If we always merely survive life–are always just getting through– life would be a tragedy. Still, the reality is there are extremely stressful and deeply emotional times when all you can do is just do what you have to in order to get by. There’s a moment that exemplifies for me this kind of time when I have to focus on what’s in front of me. I was standing in my parents’ kitchen when, as was often the case during that season of my life, I could feel my own emotions and anxieties start to well up and threaten to overwhelm me. I was holding a potato peeler in my hand, looking at the potatoes sitting on the counter that my mom had asked me to get ready for dinner. I steeled myself and mentally said, “Just peel the potatoes.” Sometimes, all you can do is simply the next thing you need to do. In this post, I share a few reflections I have found helpful in “potato-peeling” times.
Some questions to ask yourself…
How do you recognize a time when you need to “just peel the potatoes?” This can be tricky. We’re born with a flair for the dramatic. There are times when we just need to get over ourselves and our imagined hardships… but equally real are the times when we need to give ourselves grace and be ok with mere survival. Some of these times are obvious, such as times of great loss (a death of someone close to you, ending a serious relationship, the crushing of a lifelong dream). Some situations may not be obvious to us or to anyone else. It’s helpful to have someone who know you really well to give you their perspective–someone you know you can be open with and will be honest with you. I’m really grateful to have my counselor for this, since he’s usually the one encouraging me to be proactive and to fully embrace life. When he tells me that I just need to get a through a time, I can believe him.
What are your potatoes? In other words, what tasks are immediate and necessary? What do you need to do in order to get through to the next day? Or just the next hour? If it’s not necessary, take it off your list.
Are people your potatoes? When we’re overwhelmed, it’s easy to focus on ourselves. But sometimes, what’s right in front of us are people… people that we may not get to spend much time with, or even if they’re around all the time, people with whom we will never get another chance to share that specific moment of their lives (and our lives).
(Ok, admit it, you thought of Mr. Potato Head when you read the previous question. And yes, I need to get off the potato theme… but I’m kind of having fun).
Do you have too many potatoes to peel? Is there just more to your life right now that you can handle? Is there anything you can let go? It can be really hard to back out of something that you’ve agreed to do. For one, you might feel badly or guilty. Further, sometimes the person you’re letting down is understanding… and sometimes they’re not. Recently, I committed to something, but realized soon after I was already pushing my own limits time-wise and emotionally and I needed to cut that commitment out. I’m not always able to get myself to that point–to realize that I need to quit something and then actually do it–but I did it. Thankfully, the other person’s reaction was more than understanding.
Some truths to remember…
Time is continuous and time is fluid. My sister Julie said this to me once, and I’ve often repeated it to myself.

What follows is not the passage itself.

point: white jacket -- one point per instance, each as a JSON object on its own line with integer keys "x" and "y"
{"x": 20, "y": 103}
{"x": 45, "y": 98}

Her point was that 1) life continues to move–i.e. you won’t always feel the way that you are feeling now–and 2) life changes–things change, factors come and go, and your situation won’t always be the same as it is right now.
God is gracious and powerful. What disturbs me the most about the times that I feel like I’m stumbling through life is that I feel as though I’m not doing life well–my job, my relationships, even just daily tasks. It never ceases to amaze me how God continues to work around and through me despite that (maybe I’m a more conducive vessel when I’m most conscious of how weak I truly am!)… and also how me slipping up doesn’t mean the world stops turning (imagine that).
This past year, I’ve been frustrated at just how many times I’ve needed to just get through. Although grieving the loss of a parent much too soon is one of the “obvious” qualifiers, I don’t like living life that way. But God works in every situation, and I suspect I’m going to come out much humbler and more grateful on the other side.